Banneker, son of Robert and Mary BANNAKY, was born in 1731, near the Patapsco River located about 16 kilometers from Baltimore. BANNEKER's mother was a free Mulatto; His father, an African who had to buy his freedom to get out of his slave status. BANNEKER's grandfather was known as Bannaka; Then, under that of Bannaky. Her grandmother's name was Molly Walsh. She was first a servant in England, and then sent to Maryland, bound by a contract of apprenticeship as a servant.
After completing her 7 years of servitude, Molly Walsh bought a farm and 2 slaves who helped her run it. She freed her two slaves, and married one of them: Bannaky.
They had several children including a daughter, Mary. When Mary grew up, she bought a slave named Robert, whom she later married; They had several children including Benjamin.
Benjamin BANNEKER grew up on the family farm which was located near a town called “Bannaky Springs” because of the fresh water sources there.
BANNEKER built ditches and small dams to control spring water needed for irrigation.
BANNEKER's work was so serious that the crops of the Bannaky grew even in times of drought. Moreover, this family of blacks, free, only cultivated excellent tobacco.
When neighboring farmers decided to change their tobacco crops to replace them with wheat, BANNEKER, with his solid mechanical knowledge, helped them build the mills on their farms.
BANNEKER's grandmother Molly Walsh had taught him and his brothers to read. For this, she used the Bible as a teaching book. And, in the valley where they lived, there was no school. One summer a Quaker schoolteacher came to live in the valley; He opened a school for boys. BANNEKER went there. The schoolmaster changed the name from Bannaky to BANNEKER.
At school he learned to write and to do simple arithmetic calculation.
BANNEKER left school at the age of 15 to take charge of family affairs on the farm.
At the age of 21, in 1752, BANNEKER had an exceptional experience: he saw a pocket watch, branded, which belonged to a man named Josef Levi. BANNEKER was absolutely fascinated by this watch.
He had never seen anything like it in his life. Levi offered it to him.
This watch would turn BANNEKER's life upside down. He took the watch and tried to understand how it worked.

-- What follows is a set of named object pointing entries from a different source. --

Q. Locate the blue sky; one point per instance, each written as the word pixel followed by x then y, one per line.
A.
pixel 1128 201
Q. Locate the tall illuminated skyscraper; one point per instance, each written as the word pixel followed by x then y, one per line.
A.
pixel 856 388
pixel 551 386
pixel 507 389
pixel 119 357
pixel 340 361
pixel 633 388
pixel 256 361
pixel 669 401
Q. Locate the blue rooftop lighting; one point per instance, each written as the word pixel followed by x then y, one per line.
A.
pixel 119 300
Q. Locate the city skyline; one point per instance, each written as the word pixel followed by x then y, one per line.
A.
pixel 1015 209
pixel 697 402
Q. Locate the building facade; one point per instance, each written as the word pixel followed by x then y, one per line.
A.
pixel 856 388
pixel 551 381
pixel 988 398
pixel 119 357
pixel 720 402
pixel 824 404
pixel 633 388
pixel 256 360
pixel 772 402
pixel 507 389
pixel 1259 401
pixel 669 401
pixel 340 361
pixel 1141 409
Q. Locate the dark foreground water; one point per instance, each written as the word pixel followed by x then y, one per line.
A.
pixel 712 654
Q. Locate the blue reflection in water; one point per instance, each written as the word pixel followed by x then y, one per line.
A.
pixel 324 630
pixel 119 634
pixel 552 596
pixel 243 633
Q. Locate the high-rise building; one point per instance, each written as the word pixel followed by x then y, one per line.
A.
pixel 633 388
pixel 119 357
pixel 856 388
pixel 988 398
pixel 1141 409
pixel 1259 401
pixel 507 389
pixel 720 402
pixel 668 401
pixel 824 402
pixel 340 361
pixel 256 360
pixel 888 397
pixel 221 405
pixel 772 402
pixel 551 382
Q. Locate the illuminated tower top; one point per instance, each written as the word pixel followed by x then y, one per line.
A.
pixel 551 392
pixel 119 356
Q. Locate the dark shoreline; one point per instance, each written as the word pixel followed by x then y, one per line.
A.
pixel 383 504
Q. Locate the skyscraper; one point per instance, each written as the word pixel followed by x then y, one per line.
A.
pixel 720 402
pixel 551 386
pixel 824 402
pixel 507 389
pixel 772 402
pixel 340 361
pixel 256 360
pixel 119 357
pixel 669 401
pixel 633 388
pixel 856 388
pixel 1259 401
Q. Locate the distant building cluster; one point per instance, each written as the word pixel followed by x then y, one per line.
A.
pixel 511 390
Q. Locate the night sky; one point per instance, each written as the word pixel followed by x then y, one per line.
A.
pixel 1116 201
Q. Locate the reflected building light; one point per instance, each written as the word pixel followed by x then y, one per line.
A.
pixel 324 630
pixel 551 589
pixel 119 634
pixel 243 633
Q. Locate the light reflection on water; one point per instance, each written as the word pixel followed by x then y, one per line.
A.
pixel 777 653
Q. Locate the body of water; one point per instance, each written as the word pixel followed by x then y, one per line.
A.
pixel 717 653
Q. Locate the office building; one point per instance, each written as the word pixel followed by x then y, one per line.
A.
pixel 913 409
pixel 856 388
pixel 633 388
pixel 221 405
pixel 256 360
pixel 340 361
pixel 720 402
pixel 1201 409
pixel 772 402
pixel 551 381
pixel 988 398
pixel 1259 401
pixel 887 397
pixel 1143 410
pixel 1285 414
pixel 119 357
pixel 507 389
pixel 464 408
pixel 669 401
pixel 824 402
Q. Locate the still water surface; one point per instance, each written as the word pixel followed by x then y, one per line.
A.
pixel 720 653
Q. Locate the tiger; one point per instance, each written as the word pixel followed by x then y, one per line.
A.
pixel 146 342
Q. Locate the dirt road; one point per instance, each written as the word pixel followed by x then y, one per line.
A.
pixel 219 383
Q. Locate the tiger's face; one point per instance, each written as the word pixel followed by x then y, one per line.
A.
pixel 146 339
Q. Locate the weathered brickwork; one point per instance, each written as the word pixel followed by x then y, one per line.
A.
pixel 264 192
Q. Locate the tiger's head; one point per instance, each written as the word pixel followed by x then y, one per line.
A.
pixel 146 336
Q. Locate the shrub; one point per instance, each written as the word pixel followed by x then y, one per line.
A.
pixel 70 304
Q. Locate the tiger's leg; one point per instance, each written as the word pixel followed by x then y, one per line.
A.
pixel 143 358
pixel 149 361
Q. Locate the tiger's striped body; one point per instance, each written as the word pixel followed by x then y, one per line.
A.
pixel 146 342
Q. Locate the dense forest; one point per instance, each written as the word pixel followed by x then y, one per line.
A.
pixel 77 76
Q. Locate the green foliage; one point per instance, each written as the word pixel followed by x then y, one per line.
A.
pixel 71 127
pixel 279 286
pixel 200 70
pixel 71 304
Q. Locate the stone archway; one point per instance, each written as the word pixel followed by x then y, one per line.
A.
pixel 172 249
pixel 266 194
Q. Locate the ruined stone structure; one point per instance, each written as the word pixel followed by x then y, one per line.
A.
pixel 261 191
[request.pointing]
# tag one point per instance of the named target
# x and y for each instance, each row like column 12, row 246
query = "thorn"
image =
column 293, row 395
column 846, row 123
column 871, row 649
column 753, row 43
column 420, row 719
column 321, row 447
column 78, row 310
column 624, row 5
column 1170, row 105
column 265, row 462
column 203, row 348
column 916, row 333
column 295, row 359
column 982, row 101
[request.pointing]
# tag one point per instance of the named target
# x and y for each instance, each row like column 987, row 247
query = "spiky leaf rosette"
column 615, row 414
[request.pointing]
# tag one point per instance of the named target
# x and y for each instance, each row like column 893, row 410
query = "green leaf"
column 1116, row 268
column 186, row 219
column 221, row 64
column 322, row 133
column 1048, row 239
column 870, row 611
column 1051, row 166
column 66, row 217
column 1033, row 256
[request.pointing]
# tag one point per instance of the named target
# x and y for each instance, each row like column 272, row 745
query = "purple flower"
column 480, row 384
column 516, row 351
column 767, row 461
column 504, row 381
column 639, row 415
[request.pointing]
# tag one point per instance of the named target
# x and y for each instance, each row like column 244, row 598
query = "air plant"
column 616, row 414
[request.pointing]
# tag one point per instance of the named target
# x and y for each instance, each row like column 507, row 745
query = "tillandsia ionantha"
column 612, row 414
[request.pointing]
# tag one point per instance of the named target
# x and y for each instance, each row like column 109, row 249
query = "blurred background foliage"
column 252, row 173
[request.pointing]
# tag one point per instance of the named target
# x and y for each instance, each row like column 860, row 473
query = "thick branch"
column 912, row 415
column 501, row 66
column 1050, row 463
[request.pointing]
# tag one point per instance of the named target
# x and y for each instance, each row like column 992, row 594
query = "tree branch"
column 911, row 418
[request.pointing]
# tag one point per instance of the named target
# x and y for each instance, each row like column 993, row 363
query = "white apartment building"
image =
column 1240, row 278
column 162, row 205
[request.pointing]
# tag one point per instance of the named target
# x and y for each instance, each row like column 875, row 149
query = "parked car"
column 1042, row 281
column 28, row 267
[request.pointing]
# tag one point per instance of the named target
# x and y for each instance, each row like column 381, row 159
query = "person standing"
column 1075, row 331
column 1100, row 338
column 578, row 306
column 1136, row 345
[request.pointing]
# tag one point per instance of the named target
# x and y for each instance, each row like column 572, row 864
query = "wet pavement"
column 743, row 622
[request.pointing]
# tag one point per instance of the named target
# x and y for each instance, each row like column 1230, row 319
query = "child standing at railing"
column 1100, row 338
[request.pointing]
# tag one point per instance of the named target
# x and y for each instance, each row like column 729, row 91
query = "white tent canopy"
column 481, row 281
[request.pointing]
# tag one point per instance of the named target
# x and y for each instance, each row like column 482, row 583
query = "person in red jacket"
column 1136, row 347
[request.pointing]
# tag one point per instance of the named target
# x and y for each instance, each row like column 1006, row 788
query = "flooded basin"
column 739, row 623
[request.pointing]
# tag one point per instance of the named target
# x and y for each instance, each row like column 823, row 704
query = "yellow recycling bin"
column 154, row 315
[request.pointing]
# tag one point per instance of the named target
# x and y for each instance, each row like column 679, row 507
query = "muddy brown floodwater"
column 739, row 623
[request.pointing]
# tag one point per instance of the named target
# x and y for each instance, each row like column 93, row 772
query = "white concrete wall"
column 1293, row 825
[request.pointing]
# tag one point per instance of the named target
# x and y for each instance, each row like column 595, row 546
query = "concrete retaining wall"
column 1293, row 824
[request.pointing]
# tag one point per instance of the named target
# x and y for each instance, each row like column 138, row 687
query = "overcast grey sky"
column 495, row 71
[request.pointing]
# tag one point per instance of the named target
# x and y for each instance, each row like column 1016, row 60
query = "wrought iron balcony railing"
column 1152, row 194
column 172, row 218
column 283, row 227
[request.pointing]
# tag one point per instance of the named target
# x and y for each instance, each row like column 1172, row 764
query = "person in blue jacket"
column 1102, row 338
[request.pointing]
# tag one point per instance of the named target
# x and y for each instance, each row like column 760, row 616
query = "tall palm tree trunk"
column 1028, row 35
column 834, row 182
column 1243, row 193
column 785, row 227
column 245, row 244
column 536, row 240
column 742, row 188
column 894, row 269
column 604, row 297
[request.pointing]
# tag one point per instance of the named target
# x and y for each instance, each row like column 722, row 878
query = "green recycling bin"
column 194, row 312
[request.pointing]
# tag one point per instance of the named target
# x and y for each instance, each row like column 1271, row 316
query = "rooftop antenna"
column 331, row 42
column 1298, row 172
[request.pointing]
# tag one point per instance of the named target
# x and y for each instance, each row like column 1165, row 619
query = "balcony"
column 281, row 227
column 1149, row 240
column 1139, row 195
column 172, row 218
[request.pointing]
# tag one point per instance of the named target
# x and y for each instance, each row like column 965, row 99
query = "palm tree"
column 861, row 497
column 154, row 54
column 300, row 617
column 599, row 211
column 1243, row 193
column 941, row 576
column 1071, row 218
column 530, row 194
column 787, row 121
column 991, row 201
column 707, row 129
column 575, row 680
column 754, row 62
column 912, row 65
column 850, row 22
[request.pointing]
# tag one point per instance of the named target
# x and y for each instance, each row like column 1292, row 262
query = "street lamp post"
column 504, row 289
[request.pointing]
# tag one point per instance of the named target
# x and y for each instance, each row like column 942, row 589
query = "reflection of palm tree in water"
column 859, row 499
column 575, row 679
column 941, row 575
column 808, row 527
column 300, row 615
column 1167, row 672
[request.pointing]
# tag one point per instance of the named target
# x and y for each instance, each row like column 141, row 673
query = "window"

BANNEKER carved a similar watch from small pieces of wood and made his own clock; the first to strike the hour, completely made in America.
BANNEKER's clock was so precise that it struck every hour, on the hour, for 40 years.
BANNEKER's work on clocks led him to repair watches, clocks, clocks and sundials.
BANNEKER even helped Joseph Ellicott build an intricate clock. He was a close friend of the Ellicott brothers who lent him books on astronomy and mathematics as well as stargazing instruments.
BANNEKER, despite the self-taught nature of his studies in astronomy and higher mathematics, successfully predicted the solar eclipse of April 14, 1789, thus contradicting the predictions of eminent mathematicians and astronomers of the time.
When BANNEKER's parents died, they left him the family farm, since his two sisters, married, had left it.
BANNEKER built a cabin with a skylight to study the stars and do calculations. Working mostly alone, with a few visitors, BANNEKER compiled the results which he published in his almanac. He had addressed this almanac, together with a 12-page letter, to Thomas Jefferson (then Secretary of State), in reaction to the latter's racist remarks on the intellectual capacities of Africans.
BANNEKER continued to publish his almanac, and that of many other eminent scientists and artists of the day, from his farm in Maryland almost until his death.
Although BANNEKER studied and recorded the results of all his work until his death, he had to cease publishing his Almanac because of its poor sales.
At the time he had built his observation cabin in 1791, BANNEKER was engaged, along with a team of surveyors appointed by President George Washington, to draw the plans for the District of Columbia, Washington, DC
BANNEKER was the only African to obtain a presidential commitment.
BANNEKER and Andrew Ellicott, cousin of George Ellicott, worked closely with Pierre L'Enfant, the architect who handled the plans for the District of Columbia, Washington DC
The project was withdrawn from L'Enfant, because of his temperament, so that when he left, he took the plans with him. BANNEKER redrew from memory the plans of the city, thus sparing the American Government the effort and expense that would have been incurred the hiring of another designer.